Since you’re talking about replacing computers from the Rendell administration, that means machines from 2010 at the latest, which apparently lasted till… 2015? Meaning the amortized lifetime cost for all those machines being replaced would be about $20,000/year. For a school *district*.
Just to ballpark that in meaningful terms, I’ll take the Wellsboro school district. In 2012, Wellsboro had a population of about 12,000, a bit over fifteen hundred children 5-17 (school age) in it — the numbers I have are a little old, but we’re covering a few years and there will be some variance, we’re just spitballing for scale. Wellsboro’s total *annual* budget 2013-2014 was about $23 million. That’s per-pupil spending on the order of $15,000/year (in 2010-11 it was $22mm/$14k p-ps, so it seems reasonable to stay in that neighborhood).

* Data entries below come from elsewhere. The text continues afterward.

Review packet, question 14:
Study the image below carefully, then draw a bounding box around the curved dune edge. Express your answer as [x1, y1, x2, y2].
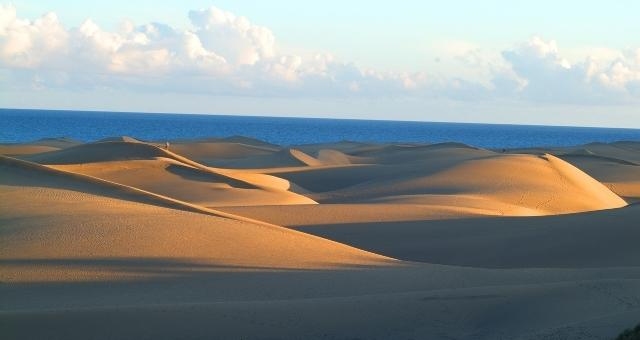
[0, 137, 80, 156]
[0, 155, 319, 233]
[167, 141, 278, 161]
[289, 148, 323, 166]
[21, 141, 317, 203]
[304, 152, 627, 216]
[0, 155, 318, 235]
[12, 138, 631, 216]
[50, 158, 315, 207]
[0, 156, 397, 282]
[542, 153, 627, 209]
[3, 137, 640, 340]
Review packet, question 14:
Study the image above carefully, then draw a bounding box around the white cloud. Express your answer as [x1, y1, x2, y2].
[188, 7, 275, 65]
[0, 4, 428, 97]
[0, 5, 638, 108]
[0, 5, 67, 68]
[498, 36, 640, 104]
[594, 48, 640, 90]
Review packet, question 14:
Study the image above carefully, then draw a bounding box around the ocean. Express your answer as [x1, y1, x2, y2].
[2, 108, 640, 149]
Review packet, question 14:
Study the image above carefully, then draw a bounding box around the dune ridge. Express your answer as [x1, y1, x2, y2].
[2, 136, 639, 340]
[0, 155, 393, 283]
[21, 140, 316, 206]
[0, 155, 317, 227]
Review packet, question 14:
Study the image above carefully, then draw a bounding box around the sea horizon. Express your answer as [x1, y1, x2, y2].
[4, 107, 640, 130]
[3, 108, 640, 149]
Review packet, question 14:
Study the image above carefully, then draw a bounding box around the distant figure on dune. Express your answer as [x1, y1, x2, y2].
[165, 141, 170, 150]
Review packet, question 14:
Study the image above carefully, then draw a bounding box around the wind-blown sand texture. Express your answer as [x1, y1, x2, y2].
[2, 137, 639, 339]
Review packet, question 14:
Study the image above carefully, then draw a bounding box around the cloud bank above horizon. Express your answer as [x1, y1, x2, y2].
[1, 3, 639, 127]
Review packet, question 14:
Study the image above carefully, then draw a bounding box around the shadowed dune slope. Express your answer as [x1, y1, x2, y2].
[19, 141, 316, 206]
[168, 142, 278, 162]
[205, 148, 324, 168]
[291, 204, 640, 268]
[17, 139, 630, 214]
[561, 156, 640, 201]
[22, 141, 170, 164]
[0, 157, 392, 283]
[50, 158, 315, 207]
[276, 152, 626, 215]
[2, 137, 640, 340]
[0, 144, 59, 156]
[0, 137, 81, 156]
[220, 203, 490, 227]
[511, 142, 640, 201]
[97, 136, 143, 143]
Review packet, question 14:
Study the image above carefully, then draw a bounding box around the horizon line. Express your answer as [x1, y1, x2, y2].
[2, 107, 640, 131]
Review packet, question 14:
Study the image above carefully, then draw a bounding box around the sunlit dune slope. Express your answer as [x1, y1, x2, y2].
[21, 141, 316, 206]
[513, 141, 640, 201]
[0, 156, 392, 283]
[274, 147, 626, 215]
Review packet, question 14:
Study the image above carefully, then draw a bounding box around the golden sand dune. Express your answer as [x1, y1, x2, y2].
[303, 204, 640, 268]
[559, 150, 640, 201]
[349, 142, 492, 163]
[220, 203, 492, 227]
[512, 141, 640, 201]
[97, 136, 143, 143]
[0, 156, 390, 283]
[0, 137, 80, 156]
[315, 149, 360, 165]
[19, 141, 315, 206]
[51, 158, 315, 207]
[562, 157, 640, 201]
[275, 152, 626, 216]
[169, 141, 277, 161]
[213, 148, 362, 169]
[288, 148, 359, 167]
[293, 140, 375, 153]
[205, 148, 312, 168]
[2, 137, 640, 340]
[23, 140, 170, 164]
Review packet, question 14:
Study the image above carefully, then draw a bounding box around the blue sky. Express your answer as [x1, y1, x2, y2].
[2, 1, 640, 127]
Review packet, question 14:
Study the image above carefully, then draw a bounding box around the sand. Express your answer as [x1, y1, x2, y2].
[2, 137, 639, 339]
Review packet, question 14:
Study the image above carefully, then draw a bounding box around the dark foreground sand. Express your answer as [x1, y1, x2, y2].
[1, 137, 639, 339]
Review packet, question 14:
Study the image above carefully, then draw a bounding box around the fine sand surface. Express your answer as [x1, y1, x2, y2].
[2, 138, 640, 340]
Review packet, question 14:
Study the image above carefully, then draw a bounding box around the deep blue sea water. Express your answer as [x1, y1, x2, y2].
[2, 108, 640, 149]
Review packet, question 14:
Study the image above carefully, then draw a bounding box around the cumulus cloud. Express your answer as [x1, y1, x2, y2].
[0, 4, 638, 106]
[0, 5, 67, 68]
[498, 36, 640, 103]
[188, 7, 275, 65]
[0, 4, 427, 97]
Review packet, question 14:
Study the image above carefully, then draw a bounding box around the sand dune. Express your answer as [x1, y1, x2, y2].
[50, 158, 315, 207]
[293, 140, 376, 153]
[168, 141, 278, 162]
[0, 144, 60, 156]
[0, 137, 80, 156]
[220, 203, 493, 227]
[290, 204, 640, 268]
[2, 136, 640, 340]
[0, 156, 390, 283]
[274, 152, 626, 216]
[19, 141, 315, 206]
[97, 136, 144, 143]
[510, 141, 640, 201]
[205, 148, 311, 168]
[219, 135, 281, 148]
[22, 140, 170, 164]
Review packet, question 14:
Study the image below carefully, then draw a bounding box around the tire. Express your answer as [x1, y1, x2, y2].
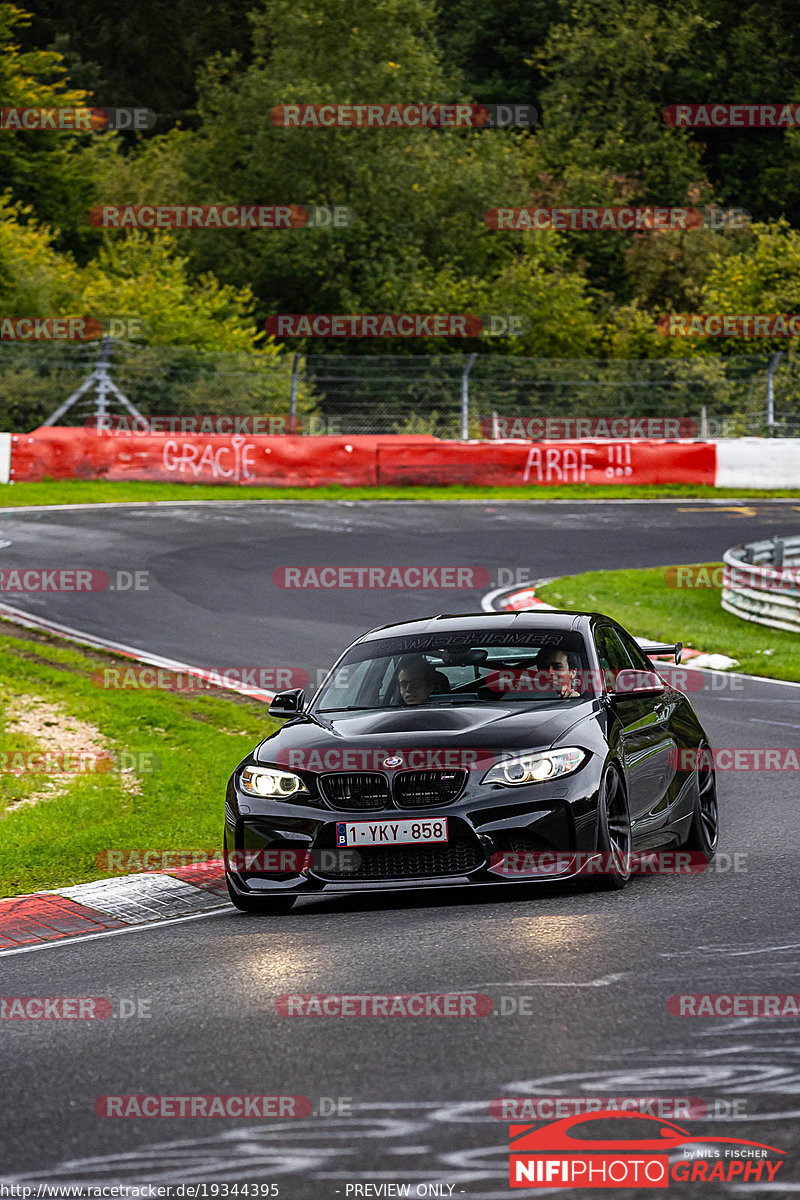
[681, 744, 719, 862]
[584, 764, 632, 891]
[226, 875, 296, 914]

So, with all that context, amortized over the potential lifetime of the computers and spread among the pupils being served, that big $100,000-plus number turns into… $13-plus per student per year. So you’re talking about 0.087% of the per-pupil spending. It’s a drop in the bucket, spent to ensure students have access to something any white collar job will require them to be proficient in, if not expert with.
This is, ultimately, the hardest problem with getting into these debates. People fixate on things they find flashy that actually amount to only a minor financial impact, rather than seeking deeper for more meaningful solutions, and since the budget for a district of twelve thousand people is vastly different from the budget for a household, ALL the numbers sound big, out of context.